May 15, 16, & 17, 2018

 

Jennifer Doudna, 2018 Prather Lecture Series As an internationally renowned professor of Chemistry and Molecular and Cell Biology at U.C. Berkeley, Doudna and her colleagues rocked the research world in 2012 by describing a simple way of editing the DNA of any organism using an RNA-guided protein found in bacteria. This technology, called CRISPR-Cas9, has opened the floodgates of possibility for human and non-human applications of gene editing, including assisting researchers in the fight against HIV, sickle cell disease and muscular dystrophy. Doudna is an Investigator with the Howard Hughes Medical Institute and a member of the National Academy of Sciences, the National Academy of Medicine, the National Academy of Inventors and the American Academy of Arts and Sciences. She is also a Foreign Member of the Royal Society, and has received many other honors including the Breakthrough Prize in Life Sciences, the Heineken Prize, the BBVA Foundation Frontiers of Knowledge Award and the Japan Prize. She is the co-author with Sam Sternberg of “A Crack in Creation”, a personal account of her research and the societal and ethical implications of gene editing.

 

Tuesday, May 15
5:30-6:30pm
Science Center Hall B, 1 Oxford Street
Free and open to the public

CRISPR-Cas Gene Editing: Biology, Technology and Ethics

Gene editing with CRISPR technology is transforming biology.  Understanding the underlying chemical mechanisms of RNA-guided DNA and RNA cleavage provides a foundation for both conceptual advances and technology development. I will discuss how bacterial CRISPR adaptive immune systems inspire creation of powerful genome editing tools, enabling advances in both fundamental biology and applications in medicine. I will also discuss the ethical challenges of some of these applications.

 

Wednesday, May 16
12:00-2:00pm
Science Center Hall B, 1 Oxford Street
Free and open to the public

The CRISPR-Cas Toolbox for Genome Editing

Genome editing with CRISPR technology is transforming biology.  CRISPR-Cas9, an RNA-guided enzyme with remarkable abilities to recognize and cleave DNA, operates by mechanisms that both explain its biological function and provide insights into technology development.
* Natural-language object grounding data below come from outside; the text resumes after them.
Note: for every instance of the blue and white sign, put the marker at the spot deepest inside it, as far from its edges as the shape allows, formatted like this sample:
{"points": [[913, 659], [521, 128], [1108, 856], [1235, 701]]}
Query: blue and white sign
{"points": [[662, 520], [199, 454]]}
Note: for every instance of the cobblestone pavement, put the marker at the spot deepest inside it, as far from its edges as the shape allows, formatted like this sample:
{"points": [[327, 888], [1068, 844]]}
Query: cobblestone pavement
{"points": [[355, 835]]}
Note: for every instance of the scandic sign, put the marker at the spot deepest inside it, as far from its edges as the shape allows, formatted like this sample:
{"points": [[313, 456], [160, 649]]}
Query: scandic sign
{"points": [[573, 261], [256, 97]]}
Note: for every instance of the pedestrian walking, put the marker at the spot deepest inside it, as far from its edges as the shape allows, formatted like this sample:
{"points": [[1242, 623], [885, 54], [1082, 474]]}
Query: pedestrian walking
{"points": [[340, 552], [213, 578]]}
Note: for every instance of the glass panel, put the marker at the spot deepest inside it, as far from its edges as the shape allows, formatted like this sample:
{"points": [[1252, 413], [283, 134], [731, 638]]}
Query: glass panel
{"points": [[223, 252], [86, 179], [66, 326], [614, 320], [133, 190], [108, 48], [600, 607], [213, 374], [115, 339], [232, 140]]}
I will discuss research into this amazing family of proteins: where they came from, how they work and how Cas9-based technologies are revolutionizing research, biomedicine and agriculture.

 

Thursday, May 17
12:00-2:00pm
Science Center Hall B, 1 Oxford Street
Free and open to the public

DNA Integration and Detection by CRISPR-Cas RNA-Guided Proteins

DNA integration and RNA-guided gene editing by CRISPR-Cas enzymes occur as part of a natural bacterial adaptive immunity. I will present recent insights into both the adaptive and protective steps of CRISPR immune systems. I will also describe how understanding fundamental molecular mechanisms reveals both evolutionary insights and avenues for gene editing and genome manipulation by these remarkable enzymes.